Secondary thoughts on working yet another primary election

Tuesday had a lot in common with the four days I spent last year working as an election officer for Arlington County. Just as in March, June, July and then November, I staggered through a sleep-deprived day that started with a 5 a.m. arrival at the polling place and didn’t end until around 8:30 p.m. As in all of those elections except last March’s Democratic presidential primary, the day left me with a fair amount of downtime to fill with reading a book and chatting with my fellow poll workers. And once again, it felt deeply fulfilling to help my fellow citizens do their part to hire candidates for temporary, taxpayer-funded jobs.

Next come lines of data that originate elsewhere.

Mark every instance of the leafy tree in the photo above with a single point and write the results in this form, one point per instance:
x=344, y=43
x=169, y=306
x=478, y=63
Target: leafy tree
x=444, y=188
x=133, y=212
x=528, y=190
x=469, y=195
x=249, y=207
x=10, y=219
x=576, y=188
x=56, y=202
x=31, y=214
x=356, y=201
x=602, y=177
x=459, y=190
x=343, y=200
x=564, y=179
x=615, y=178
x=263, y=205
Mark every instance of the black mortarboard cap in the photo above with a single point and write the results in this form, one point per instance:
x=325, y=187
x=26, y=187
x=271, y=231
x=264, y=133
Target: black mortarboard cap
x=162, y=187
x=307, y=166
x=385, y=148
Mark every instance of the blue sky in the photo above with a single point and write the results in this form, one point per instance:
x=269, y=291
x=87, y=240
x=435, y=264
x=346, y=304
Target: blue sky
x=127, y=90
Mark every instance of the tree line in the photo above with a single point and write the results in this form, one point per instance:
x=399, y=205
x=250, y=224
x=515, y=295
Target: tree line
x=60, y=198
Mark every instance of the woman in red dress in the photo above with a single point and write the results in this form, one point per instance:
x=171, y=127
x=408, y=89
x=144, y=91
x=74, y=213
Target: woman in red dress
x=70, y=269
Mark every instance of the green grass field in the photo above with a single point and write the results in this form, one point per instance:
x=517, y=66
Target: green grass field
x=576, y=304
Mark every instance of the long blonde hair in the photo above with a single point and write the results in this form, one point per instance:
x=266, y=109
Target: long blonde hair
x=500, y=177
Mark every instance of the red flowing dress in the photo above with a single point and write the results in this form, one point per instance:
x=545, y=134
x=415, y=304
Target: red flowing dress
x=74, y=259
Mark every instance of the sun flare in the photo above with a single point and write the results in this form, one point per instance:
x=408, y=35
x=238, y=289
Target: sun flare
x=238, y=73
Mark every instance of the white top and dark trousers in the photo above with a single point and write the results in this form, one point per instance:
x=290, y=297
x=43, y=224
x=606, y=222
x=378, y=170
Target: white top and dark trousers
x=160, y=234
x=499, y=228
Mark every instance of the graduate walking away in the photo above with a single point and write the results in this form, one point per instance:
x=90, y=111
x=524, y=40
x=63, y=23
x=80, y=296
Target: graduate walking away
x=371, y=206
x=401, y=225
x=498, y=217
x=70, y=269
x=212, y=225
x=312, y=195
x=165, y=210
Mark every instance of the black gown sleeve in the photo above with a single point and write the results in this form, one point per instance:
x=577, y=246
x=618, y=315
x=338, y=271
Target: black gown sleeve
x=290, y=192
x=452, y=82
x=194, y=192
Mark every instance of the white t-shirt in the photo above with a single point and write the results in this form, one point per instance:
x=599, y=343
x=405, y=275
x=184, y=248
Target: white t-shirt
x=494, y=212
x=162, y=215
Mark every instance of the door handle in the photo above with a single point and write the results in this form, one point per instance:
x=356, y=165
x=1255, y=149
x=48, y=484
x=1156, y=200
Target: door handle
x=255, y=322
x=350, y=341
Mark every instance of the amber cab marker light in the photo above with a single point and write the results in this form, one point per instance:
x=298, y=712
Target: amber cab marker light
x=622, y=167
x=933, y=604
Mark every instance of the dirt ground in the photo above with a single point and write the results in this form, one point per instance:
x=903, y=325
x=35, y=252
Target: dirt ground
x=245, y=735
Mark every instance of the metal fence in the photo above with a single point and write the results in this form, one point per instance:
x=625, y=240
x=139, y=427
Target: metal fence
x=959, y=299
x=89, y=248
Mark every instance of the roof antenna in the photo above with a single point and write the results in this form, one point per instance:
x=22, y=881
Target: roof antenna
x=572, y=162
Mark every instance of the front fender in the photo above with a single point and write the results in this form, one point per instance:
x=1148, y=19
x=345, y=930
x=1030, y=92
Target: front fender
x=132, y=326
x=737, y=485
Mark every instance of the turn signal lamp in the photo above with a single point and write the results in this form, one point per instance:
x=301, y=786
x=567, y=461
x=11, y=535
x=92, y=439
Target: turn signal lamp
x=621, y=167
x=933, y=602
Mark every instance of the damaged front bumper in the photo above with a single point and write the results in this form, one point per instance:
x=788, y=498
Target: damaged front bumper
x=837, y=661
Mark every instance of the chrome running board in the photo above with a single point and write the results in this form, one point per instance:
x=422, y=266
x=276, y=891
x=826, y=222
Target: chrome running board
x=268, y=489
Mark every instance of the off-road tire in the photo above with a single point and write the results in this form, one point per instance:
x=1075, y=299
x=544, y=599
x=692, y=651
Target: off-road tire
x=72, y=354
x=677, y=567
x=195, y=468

Lillies bloom in the foreground, while the background shows election signs in front of a community center in Arlington, Va.

But since November 3, the subject of election security–a topic I’ve been covering on and off for most of the last two decades–has fallen prey to fever-dream conspiracy theories among Donald Trump followers who refuse to believe that the former president was fired by the largest electorate in American history.

I am tempted to give this post over to yet another rant denouncing those advocates of Trump’s Big Lie–as well as the sedition sympathizers in Congress who kept pandering to those dead-enders after the deadly riot at the Capitol January 6.

But instead, I will talk about my workday Tuesday. Here are some things you should know about how we did our part in Virginia’s primary elections, which I hope map with how elections are run wherever you may read this:

• Trust paper. Arlington uses hand-marked paper ballots that each voter feeds into a scanner that will read the ballot if it’s upside-down, right-side up, forwards or backwards. (We also have ballot-marking devices for voters with disabilities.) That paper trail then becomes part of the risk-limiting audit that Virginia now conducts after each election; the audit run after November’s election (but not reported out until March) confirmed that the votes as scanned accurately recorded how people marked their ballots. If your state is among the minority to still use “direct-recording” machines that leave no paper trail (hello, Texas), direct your ire at the elected officials who haven’t fixed that problem.

• Don’t confuse voter identification with TSA Pre. I checked in one voter who did not have a Virginia driver’s license but did appear in our poll-book app as a registered voter, and I saw other voters show up with the same scenario. That was understandable, as the Virginia DMV is struggling to catch up with a pandemic-inflicted backlog. It would be unconscionable to kick those people out of polling places when one government bureaucracy can’t issue ID cards fast enough while another has already confirmed their eligibility. I should note here that this voter brought their voter registration card; should you get stuck in this situation, bringing that other piece of paper will save a tired poll worker a little time.

• Expect software to fail; design for resilience. The most reassuring paper product I saw Tuesday was the printout of the entire pollbook for our precinct, which meant that we did not have to rely on our pollbook app to stay up all day. Fortunately, that software did work, by which I mean it functioned aside from the feature that was supposed to scan the bar code on the back of a Virginia driver’s license but instead failed at least nine out of 10 times in my experience.

• Check everything at least twice. My day started with opening packs of ballots and counting them, 10 at a time. Each shrink-wrapped pack should have held 100 ballots and did, but we checked that anyway–so that there would be no discrepancy between the number of ballots handed out and the number of voters checked in. We also verified each total at the end of every hour; each time, there was no surplus of voters or ballots. And then we made one last check after polls closed to confirm that we had handed out exactly one ballot per voter.

If the above sounds inefficient, you read this right. Election administration has to suffer some inefficiency to accommodate the conflicting demands of allowing voters secret ballots and yielding an auditable paper record. Deal with it.